If we look at the NAASSS Framework from @trishgreenhalgh et al. then we can see that the way in which ACDSS is currently positioned in policy rhetoric results in a ‘complex’ score in each of the highlighted 7 domains……
….. Condition; Technology; Value Proposition; Adopter; Organisation; Wider System; and Embedding Over Time. There is, therefore, a fairly urgent need to reduce complexity if success is to be even remotely possible.
In addition, there are considerable social and ethical risks that need to be taken into account. Without going into detail, unless carefully designed the at-scale use of ACDSS could fundamentally alter:
What counts as valid ‘knowledge about the body.’ ACDSS can easily take into account things that are measurable in a quantifiable sense e.g., weight, height, but not things that are more qualitative or subjective e.g., ‘how you feel’ or the social determinants of health.
The therapeutic relationship.

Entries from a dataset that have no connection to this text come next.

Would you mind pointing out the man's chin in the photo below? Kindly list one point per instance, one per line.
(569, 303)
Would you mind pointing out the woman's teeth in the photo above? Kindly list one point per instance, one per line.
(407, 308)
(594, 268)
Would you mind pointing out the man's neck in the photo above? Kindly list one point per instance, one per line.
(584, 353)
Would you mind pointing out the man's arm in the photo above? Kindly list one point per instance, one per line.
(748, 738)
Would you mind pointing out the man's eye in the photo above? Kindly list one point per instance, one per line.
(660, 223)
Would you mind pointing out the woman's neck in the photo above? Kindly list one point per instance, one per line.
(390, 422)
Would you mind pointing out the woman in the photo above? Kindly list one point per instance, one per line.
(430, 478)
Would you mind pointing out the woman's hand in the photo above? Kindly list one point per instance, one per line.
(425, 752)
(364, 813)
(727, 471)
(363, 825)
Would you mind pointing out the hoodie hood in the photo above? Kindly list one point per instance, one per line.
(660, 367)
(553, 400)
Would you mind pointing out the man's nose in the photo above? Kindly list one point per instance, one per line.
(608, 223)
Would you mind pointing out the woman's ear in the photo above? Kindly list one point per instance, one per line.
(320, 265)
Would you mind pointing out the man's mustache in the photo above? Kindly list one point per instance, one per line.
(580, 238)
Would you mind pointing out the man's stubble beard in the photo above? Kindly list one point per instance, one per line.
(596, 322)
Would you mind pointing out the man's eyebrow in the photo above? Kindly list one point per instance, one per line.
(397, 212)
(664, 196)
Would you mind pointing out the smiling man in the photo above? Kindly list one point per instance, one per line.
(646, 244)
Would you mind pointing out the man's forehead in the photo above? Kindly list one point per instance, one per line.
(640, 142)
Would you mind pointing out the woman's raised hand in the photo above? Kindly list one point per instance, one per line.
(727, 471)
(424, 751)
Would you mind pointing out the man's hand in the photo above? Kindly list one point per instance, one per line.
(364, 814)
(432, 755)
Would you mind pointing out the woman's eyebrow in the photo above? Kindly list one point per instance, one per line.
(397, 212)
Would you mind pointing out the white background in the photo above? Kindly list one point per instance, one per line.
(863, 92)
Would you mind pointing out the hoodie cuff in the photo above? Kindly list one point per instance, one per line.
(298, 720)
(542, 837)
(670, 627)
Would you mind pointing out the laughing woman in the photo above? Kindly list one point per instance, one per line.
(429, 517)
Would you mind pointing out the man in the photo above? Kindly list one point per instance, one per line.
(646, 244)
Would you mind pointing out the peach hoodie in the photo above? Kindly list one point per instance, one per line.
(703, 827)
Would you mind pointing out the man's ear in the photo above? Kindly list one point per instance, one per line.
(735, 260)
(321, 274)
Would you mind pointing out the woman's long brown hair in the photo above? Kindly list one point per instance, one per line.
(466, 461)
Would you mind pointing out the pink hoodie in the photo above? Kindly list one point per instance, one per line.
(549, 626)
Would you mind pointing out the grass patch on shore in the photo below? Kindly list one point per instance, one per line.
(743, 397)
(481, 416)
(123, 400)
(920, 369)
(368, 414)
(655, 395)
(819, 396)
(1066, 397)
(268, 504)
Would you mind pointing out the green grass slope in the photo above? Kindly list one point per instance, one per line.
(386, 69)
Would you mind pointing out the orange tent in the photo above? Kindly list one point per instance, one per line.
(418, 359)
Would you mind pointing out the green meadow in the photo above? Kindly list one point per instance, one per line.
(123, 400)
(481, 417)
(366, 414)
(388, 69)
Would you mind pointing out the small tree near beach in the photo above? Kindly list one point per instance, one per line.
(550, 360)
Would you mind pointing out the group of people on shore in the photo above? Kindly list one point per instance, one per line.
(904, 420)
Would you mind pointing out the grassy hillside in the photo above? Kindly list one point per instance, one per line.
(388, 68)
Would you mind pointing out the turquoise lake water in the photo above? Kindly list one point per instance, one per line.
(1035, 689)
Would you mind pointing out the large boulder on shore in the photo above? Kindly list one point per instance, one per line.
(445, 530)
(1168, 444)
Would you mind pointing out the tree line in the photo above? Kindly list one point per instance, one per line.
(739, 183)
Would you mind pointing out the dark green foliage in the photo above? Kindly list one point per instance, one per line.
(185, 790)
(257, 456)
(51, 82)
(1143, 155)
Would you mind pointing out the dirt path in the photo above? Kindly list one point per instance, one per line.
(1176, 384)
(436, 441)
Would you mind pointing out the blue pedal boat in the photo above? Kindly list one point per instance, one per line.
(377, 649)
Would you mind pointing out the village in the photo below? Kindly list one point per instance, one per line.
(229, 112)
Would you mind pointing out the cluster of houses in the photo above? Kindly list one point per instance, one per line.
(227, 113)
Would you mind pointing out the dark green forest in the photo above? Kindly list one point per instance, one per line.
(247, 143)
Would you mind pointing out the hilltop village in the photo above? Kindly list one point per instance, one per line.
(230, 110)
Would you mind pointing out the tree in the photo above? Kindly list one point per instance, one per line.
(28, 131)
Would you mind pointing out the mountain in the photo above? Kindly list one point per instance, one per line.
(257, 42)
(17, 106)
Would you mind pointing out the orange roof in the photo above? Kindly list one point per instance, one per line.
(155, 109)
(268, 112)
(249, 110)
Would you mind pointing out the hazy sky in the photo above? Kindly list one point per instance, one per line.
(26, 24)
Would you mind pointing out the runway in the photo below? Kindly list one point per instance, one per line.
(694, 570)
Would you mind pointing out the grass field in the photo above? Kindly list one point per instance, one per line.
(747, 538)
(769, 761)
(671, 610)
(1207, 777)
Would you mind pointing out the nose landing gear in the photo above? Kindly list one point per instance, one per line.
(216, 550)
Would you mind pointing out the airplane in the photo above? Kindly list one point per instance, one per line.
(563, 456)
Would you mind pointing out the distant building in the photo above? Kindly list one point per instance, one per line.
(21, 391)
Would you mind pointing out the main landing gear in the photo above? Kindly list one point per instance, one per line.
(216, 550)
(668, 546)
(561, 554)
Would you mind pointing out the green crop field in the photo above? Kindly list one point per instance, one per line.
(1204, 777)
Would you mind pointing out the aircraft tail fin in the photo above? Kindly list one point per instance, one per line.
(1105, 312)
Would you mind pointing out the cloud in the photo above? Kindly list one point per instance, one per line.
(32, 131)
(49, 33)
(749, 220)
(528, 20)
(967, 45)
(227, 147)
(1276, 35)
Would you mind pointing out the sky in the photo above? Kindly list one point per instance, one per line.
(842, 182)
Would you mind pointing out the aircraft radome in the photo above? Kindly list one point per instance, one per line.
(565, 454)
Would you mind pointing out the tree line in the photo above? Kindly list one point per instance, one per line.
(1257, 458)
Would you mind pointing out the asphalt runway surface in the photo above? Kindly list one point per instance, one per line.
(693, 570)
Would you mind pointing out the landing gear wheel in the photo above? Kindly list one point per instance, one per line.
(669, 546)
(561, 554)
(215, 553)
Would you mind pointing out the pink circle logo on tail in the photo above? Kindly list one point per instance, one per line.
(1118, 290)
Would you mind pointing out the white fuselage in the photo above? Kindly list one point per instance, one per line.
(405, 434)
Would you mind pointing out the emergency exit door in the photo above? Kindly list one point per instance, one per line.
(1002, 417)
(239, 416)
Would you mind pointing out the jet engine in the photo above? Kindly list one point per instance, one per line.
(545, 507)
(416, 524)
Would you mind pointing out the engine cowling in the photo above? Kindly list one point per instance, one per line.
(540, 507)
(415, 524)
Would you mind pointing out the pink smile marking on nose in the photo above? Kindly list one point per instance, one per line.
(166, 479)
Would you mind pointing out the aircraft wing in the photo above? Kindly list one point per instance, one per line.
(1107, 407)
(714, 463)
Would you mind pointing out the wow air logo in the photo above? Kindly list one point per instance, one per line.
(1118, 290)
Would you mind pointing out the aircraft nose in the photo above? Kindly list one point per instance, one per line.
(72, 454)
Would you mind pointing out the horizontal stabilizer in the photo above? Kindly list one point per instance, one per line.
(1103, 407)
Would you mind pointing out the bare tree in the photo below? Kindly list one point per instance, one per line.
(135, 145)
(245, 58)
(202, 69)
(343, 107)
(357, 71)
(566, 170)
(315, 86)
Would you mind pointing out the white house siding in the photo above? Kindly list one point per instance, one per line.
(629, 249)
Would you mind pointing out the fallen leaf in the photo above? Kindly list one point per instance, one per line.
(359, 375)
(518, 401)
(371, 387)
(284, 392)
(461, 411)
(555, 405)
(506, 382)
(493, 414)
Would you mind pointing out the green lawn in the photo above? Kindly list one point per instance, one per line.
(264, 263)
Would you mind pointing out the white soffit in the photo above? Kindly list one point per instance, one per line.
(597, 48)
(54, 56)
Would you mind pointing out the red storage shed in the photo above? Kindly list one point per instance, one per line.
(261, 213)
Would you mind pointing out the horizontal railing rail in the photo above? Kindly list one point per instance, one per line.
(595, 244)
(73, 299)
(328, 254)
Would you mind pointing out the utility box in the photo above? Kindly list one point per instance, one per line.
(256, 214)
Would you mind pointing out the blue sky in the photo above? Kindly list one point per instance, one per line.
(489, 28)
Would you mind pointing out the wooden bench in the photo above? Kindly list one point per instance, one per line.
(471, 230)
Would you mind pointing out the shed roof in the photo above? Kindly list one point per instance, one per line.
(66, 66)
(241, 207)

Even if we don’t fully understand why, we know that core tenets of ‘patient-centric’ and ‘shared-decision-making’ are essential to good outcomes in healthcare. In others words empathy, autonomy etc. matter and it’s hard to design human+machine systems that protect these essential aspects of care.
Relationships between the body, culture, and society. Algorithms are quite stupid. They are massively impacted by data quality, and they also cannot account for context. This has implications for discrimination, ‘blame culture,’ and the position that ‘wellness’ etc. holds in society.
With these considerations in mind then we can move onto considering barriers and enablers of success using the ITPOSMO framework. It turns out there are many from the importance of epistemic certainty to the need for legal clarity and the importance of developing a workforce skilled in a diverse range of areas.
Once these barriers & enablers have been elucidated, then we can see how many are covered by current policies, strategies, legal documents etc.
Here, it’s clear that many of the main barriers and enablers are referenced at a high-level in various documents BUT often in vague, unspecific ways that focus on the what and not the how (sorry I’m a broken record on this point).
In addition, to find how policy (broadly defined) is trying to tackle these barriers and enablers you have to look ALL OVER THE PLACE from medical device law, to good design guidelines from the Office of AI, to the principles underpinning decisions made by the National Screening Committee.
And, shock, none of them reference each other nor consider how they sometimes contradict each other etc. Plus virtually none take into account the importance of ‘culture’ or the social factors that are equally as important as technical/legal.
What’s more, policy and strategy documents frequently make a number of assumptions that are never made explicit. And what this makes clear is that the ‘theories’ policy/strategy are using to guide their design of the ‘system’ are very different to those that would be used by others (inc. academics, clinicians, and patients).
In a nutshell it’s clear that much of policy rhetoric (including rhetoric in some parts of the academic literature) is heavily infused with a deterministic attitude that would benefit from a reminder that……
….”there is no single development, in either technology or management technique, which by itself promises even one order-of-magnitude improvement within a decade in productivity, in reliability, in simplicity.”
To overcome these hurdles then, we must rethink how to design the system based on a series of unifying concepts: utility, usability, efficacy, and trust and then consider how to operationalise these.
And for now, this is where I will stop. Much more to come! Thanks for listening.